Comme tout projet d’une telle technicité et d’un gigantisme jamais réalisé sur le continent en offshore. Un champ sur un périmètre de plus de 13000 m2 avec des forages à des profondeurs de plus de 2 500metres. C’est un pari financier et technique que seul un super – major comme BP peut engager… pour moins de 4 milliards de USD dollars, environ 3 000 milliards de FCFA dans la facture proforma.  

Malheureusement, comme d’ailleurs la plupart des méga – projet, c’est d’ailleurs le cas au Mozambique, le premier gaz suscite toujours des interrogations légitimes sur les retards et de plus en plus sur les coûts et surcoûts après les audits financiers et comptables initiés séparément par les états partenaires après moult reports et bien sur la montée exponentielle des factures.

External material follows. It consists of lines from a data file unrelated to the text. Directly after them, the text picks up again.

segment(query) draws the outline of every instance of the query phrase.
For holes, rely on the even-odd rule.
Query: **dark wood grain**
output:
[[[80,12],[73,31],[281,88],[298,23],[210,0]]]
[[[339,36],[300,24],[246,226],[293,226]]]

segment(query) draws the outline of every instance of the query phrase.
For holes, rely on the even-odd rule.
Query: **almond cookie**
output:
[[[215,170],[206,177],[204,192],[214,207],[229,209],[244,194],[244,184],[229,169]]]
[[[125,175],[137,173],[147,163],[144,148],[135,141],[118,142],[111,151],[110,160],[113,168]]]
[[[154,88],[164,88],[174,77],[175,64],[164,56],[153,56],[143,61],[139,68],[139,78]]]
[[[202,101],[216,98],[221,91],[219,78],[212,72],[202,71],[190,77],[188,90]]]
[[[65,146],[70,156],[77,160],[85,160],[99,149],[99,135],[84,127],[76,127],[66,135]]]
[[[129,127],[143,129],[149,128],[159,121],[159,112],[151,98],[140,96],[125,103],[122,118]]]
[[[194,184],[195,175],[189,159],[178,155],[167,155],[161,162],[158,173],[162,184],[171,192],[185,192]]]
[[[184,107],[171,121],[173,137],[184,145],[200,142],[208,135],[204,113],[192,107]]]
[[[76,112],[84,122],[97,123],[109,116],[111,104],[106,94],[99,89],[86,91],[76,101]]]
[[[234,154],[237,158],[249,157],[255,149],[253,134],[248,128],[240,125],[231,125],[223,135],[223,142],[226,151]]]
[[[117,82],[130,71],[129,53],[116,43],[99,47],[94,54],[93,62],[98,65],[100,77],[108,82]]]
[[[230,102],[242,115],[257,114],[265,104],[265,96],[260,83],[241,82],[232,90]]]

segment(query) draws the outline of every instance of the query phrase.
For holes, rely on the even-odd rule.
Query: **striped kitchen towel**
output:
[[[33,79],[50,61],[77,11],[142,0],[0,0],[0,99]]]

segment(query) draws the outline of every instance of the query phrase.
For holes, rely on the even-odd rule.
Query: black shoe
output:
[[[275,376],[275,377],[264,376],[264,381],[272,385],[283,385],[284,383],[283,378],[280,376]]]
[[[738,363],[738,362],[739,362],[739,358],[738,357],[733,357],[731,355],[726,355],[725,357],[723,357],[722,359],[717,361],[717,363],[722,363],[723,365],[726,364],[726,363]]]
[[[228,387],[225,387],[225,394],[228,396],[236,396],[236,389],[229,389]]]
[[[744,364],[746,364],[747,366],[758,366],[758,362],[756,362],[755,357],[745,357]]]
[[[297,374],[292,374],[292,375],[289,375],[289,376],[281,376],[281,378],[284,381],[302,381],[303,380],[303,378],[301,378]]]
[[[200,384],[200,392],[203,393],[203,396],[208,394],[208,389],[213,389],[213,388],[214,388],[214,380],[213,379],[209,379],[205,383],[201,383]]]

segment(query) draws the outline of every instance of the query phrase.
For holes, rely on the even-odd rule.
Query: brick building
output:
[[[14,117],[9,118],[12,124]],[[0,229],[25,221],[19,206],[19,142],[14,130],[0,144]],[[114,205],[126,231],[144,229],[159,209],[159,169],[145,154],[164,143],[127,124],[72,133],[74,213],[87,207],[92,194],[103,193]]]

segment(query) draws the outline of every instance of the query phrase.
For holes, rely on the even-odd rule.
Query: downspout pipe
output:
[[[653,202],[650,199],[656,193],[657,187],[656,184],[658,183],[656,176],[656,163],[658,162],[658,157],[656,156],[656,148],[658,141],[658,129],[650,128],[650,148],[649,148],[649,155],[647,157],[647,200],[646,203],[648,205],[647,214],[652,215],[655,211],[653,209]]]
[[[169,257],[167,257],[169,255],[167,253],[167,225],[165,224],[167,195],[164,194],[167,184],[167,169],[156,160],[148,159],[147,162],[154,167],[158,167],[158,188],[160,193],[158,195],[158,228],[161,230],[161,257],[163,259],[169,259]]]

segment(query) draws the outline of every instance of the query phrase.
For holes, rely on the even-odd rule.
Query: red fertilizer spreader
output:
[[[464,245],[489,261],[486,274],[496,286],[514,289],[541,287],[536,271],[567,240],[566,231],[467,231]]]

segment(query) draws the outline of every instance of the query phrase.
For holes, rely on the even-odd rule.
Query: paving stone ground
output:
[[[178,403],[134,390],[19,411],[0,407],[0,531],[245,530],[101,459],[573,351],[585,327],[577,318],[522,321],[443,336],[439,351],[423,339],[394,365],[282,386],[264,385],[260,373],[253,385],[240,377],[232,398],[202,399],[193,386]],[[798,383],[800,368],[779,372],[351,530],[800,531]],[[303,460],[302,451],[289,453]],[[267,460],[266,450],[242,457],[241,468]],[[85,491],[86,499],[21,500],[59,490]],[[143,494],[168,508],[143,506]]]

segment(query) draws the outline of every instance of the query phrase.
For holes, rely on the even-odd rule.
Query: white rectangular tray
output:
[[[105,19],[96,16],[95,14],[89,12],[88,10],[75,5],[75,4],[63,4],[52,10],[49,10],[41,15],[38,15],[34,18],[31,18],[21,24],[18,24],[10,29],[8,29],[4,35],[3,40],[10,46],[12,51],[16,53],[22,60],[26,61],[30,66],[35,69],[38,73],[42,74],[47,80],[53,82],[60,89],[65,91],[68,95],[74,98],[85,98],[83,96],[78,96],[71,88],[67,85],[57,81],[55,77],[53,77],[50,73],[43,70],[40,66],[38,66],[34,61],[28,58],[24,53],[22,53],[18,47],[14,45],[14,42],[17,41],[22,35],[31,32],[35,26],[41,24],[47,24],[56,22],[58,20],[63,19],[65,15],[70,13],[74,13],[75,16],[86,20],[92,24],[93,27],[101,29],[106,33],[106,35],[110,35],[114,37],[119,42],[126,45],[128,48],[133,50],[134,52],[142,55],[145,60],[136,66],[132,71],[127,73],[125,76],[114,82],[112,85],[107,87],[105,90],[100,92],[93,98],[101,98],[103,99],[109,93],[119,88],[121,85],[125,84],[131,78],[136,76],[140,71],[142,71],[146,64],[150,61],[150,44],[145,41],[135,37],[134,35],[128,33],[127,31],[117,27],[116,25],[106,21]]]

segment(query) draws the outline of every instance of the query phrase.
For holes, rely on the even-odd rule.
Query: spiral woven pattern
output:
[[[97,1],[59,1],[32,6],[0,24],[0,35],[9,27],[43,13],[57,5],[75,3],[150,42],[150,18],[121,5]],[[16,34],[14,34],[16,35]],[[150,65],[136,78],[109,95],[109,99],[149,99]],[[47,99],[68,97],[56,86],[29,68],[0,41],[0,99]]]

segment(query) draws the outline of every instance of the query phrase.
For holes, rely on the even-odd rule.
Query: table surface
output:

Ces coûts et surcoûts sont imputables aux investissements de développement, aux dépenses d’exploitation principalement. Il faut souligner qu’entre temps l’expertise locale de l’ingénierie projet dans les hydrocarbures s’est étoffée avec l’apport de professionnels et hauts cadres du secteur issus de la diaspora.  

L’enjeu pour les États partenaires : le Sénégal et la Mauritanie c’est le cost gaz ou l’amortissement des investissements initiaux – de l’exploration à l’exploitation -  essentiels à la mise en exploitation et surtout les recettes et dividendes pour les États. Pour l'opérateur chef de fil, plus les coûts sont élevés, plus il supporte des coûts financiers qui vont grever le plan d’amortissement des coûts pétrolier dans le cadre du contrat de partage de production. Ce sera donc moins pour les États sur les 3 voire les 5 premières années et plus de revenus pour BP aux titres des charges d’exploitation dans les phases amont.

Le gap dans les coûts récupérables entre BP et les deux rapports d’audit du Sénégal et de la Mauritanie se chiffre presque à environ 2 milliards de dollars US soit plus de 1400 milliards de FCFA soit presque 3 ans de production de tout le champ pétrolier. Face à la fiabilité des audits comptables sénégalais et mauritaniens c’est la bonne foi de BP qui est sur la balance avec à la clé’ les futures phases de développement de GTA. Les bons comptes faisant les bons amis….

Face aux appétits des actionnaires de BP qui vient de rétropédaler par rapport à ses engagements sur le climat, c’est le pacte de confiance du partenariat stratégique entre l'opérateur britannique et nos deux états qui est remis en question en attendant toujours le chargement du premier méthanier. A Dakar comme à Nouakchott on ne transige plus sur les intérêts supérieurs de nos états et BP gagnerait à changer ses méthodes et son logiciel.